An Athlete’s Diet: Ontario’s Peter Sbaraglia Points to Protein Sources for Vegetarians

640px-Finish_Line_(8049578776)Athletes rely on copious amounts of protein to fuel their bodies. It’s a core part of what can keep them running, jumping and playing. This doesn’t mean that athletes have to be slaves to meat though. An athlete can still perform to the most of their ability without sacrificing their ethics or dietary restrictions.

First, a basic understanding of what protein actually is, is required. Protein, simply put, is a combination of amino acids. These amino acids do everything from working on metabolism to helping a body’s muscle development, the latter of which can be specifically important for athletes. Narrowing that down, there are nine amino acids that are essential to the body’s basic functions.

Peter Sbaraglia, an Ontario, Canada based dentist who has focused on athlete diet needs for many years now, has advice for vegetarian and vegan athletes who need to increase their protein intake.

“There is a common belief that if you’re vegetarian or vegan, it’s difficult to get the daily protein that is required to be an athlete,” Peter Sbaraglia mentions. “This is simply untrue. Some of the easiest proteins that can be incorporated into a diet are plant-based. Simply increasing the intake of any food from the legume family greatly increases protein in the diet. A cup of green peas alone has just as much protein as a cup of milk.”

Women should, on average, receive 46 grams of protein per day, while men require roughly 56 grams. For highly active elite athletes and bodybuilders daily intake of protein can be as high as 200 grams or higher. This is increased for athletes, simply because they burn more energy.

“It can seem daunting at first, to plan an athletic diet without the usual chicken or turkey,” says Dr. Sbaraglia. “ But with a bit of creativity, a menu can be planned and packed with all the nutrition that an athlete will require.

Quinoa has gotten quite popular lately, and for good reason. It contains more that eight grams of protein per cup, with all nine essential amino acids that a body needs for growth and repair.

Protein doesn’t all have to come in all vegetable form either.

Nuts contain both healthy fats and protein, which make them a valuable and tasty part of a veggie diet. Peanut butter can also be excellent for quick and easy instant protein.

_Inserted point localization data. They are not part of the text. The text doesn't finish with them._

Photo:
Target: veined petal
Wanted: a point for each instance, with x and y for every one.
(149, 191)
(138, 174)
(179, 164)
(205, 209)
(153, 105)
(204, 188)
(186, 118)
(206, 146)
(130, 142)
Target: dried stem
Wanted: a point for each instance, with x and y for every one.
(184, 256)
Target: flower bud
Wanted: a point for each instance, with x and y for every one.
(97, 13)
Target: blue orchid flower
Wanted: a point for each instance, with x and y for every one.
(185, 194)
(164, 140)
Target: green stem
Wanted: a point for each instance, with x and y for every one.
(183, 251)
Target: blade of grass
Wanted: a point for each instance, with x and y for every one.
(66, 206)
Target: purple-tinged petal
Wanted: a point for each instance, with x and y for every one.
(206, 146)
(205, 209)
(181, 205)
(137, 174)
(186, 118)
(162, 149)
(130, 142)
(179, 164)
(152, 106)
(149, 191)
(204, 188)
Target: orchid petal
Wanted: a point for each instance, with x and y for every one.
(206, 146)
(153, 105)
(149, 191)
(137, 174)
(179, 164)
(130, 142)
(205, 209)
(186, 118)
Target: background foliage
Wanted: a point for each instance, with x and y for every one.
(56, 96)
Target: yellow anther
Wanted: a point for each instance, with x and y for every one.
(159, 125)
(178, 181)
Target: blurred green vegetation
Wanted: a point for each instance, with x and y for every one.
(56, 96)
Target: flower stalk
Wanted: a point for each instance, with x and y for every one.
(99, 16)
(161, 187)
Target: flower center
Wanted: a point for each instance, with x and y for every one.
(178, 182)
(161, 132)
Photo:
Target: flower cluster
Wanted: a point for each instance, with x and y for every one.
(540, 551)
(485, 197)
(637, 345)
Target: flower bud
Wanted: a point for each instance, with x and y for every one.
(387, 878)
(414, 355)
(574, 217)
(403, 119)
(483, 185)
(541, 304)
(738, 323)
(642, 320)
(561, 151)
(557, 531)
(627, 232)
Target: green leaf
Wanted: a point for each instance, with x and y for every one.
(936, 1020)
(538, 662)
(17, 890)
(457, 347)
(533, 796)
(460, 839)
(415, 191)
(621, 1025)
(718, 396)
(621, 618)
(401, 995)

A vegan or vegetarian lifestyle isn’t always the easiest one, but it suits many. People choose to be vegetarian or vegan for a multitude of reasons. Whether the reasons are ethical, dietary, or religious, needless to say, being a vegan or vegetarian doesn’t have to be a deterrent to maintaining an athletic lifestyle, or starting one.

It’s more than possible to hit personal bests with a diet without meat; in fact, by focusing on the right foods, it can be streamlined and beneficial to the body.